Vladimir_Nesov comments on Vladimir_Nesov’s Shortform

Vladimir_Nesov 16 Sep 2025 18:00 UTC
31 points
0
By 2027-2028, pretraining compute might get an unexpected ~4x boost in price-performance above trend. Nvidia Rubin NVL144 CPX will double the number of compute dies per rack compared to the previously announced Rubin NVL144, and there is a May 2025 paper demonstrating BF16 parity of Nvidia’s NVFP4 4-bit block number format.

The additional chips^[1] in the NVL144 CPX racks don’t introduce any overhead to the scale-up networking of the non-CPX chips (they mostly just increase the power consumption), and they don’t include HBM, thus it’s in principle an extremely cost-effective increase in the amount of compute (if it can find high utilization). It’s not useful for decoding/generation (output tokens), but it can be useful for pretraining (as well as the declared purpose of prefill, input token processing during inference). Not being included in a big scale-up world could in principle be a problem early in a large pretraining run, because it forces larger batch sizes, but high-granularity MoE (where many experts are active) can oppose that, and also merely getting into play a bit later in a pretraining run once larger batch sizes are less of a problem might be impactful enough.
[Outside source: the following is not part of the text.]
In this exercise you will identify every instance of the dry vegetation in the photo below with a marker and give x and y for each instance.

Previously only FP8 looked plausible as a pretraining number format, but now there is a new paper that describes a better block number format and a pretraining process that plausibly solve the major issues with using FP4. NVFP4 uses a proper FP8 number (rather than a pure exponent, a power of 2) as the scaling factor that multiplies the 4-bit numbers within a block, and the number blocks are organized as small squares rather than parts of lines in the matrix. The pretraining method has a new kind of “cooldown” phase where the training is finished in BF16, after using NVFP4 for most of the training run. This proves sufficient to arrive at the same loss as pure BF16 pretraining (Figure 6b). Using this to scale the largest attempted training run seems risky, but in any case the potential to make use of this boost in price-performance at some point, if a bit later, won’t be going away.
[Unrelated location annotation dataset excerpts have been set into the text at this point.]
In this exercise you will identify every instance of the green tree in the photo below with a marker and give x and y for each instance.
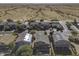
(24, 50)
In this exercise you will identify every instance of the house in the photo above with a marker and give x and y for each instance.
(24, 38)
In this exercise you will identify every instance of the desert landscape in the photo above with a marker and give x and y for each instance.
(25, 12)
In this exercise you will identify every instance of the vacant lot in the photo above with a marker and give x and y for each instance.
(39, 11)
(7, 38)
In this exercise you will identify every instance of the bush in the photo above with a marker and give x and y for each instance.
(24, 50)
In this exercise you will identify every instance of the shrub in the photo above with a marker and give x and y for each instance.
(24, 50)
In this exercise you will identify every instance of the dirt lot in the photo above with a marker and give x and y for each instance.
(39, 11)
(7, 38)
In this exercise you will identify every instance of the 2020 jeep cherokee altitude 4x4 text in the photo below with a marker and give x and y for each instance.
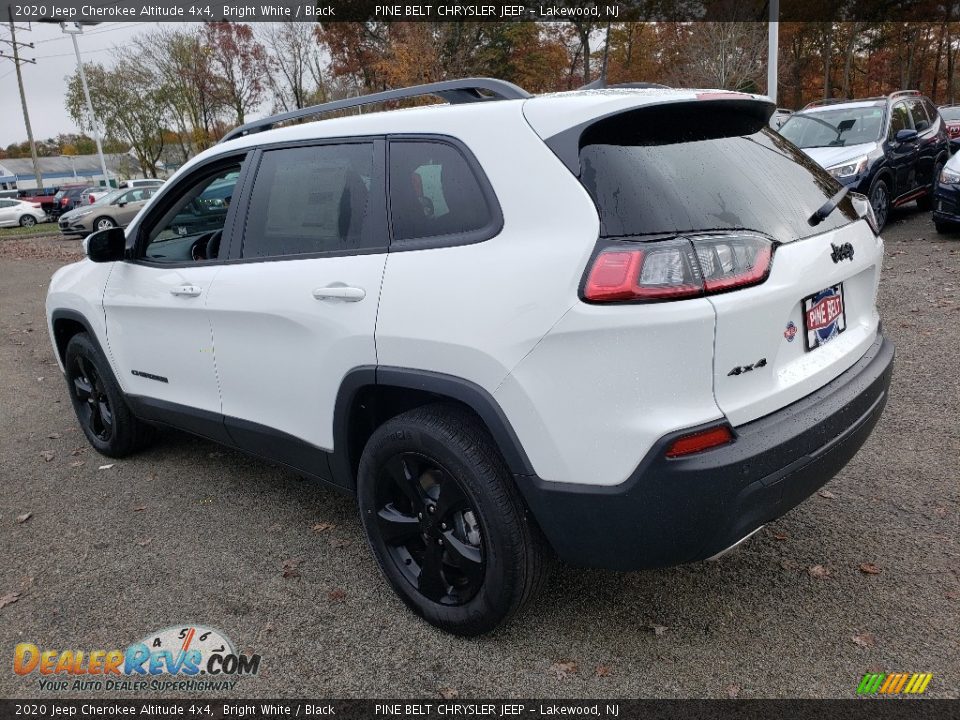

If pretraining had to remain in BF16, the on-trend improvement with Rubin (over GB200) that moves to a 3nm process might’ve been about 2x per reticle-sized compute die. But there was already an impactful change where the scale-up networking part of the Blackwell compute dies was extracted into specialized IO chiplets in Rubin, freeing up area on the compute dies for the actual compute, potentially affecting all precisions. In GB200, FP4 performance is 2x the FP8 performance, which is in turn 2x the BF16 performance. But in GB300, the FP4 performance improves by 1.5x over GB200 (from 10e15 FLOP/s per chip/package to 15e15 FLOP/s), likely by cannibalizing other things for FP4. And FP8 in Rubin improves over FP8 of GB200 by 3.3x (from 5e15 FLOP/s per chip/package to 17e15 FLOP/s), while “inference FP4” is claimed to be 50e15 FLOP/s per chip/package, which is likely meant to be the never-useful sparse compute performance, in contrast to the actually-useful but not explicitly announced dense “training FP4″, which has always been 2x lower before, so probably the actual FP4 performance relevant for NVFP4 pretraining is 25e15 FLOP/s per chip/package, 2.5x more than for GB200 and 1.5x more than for GB300.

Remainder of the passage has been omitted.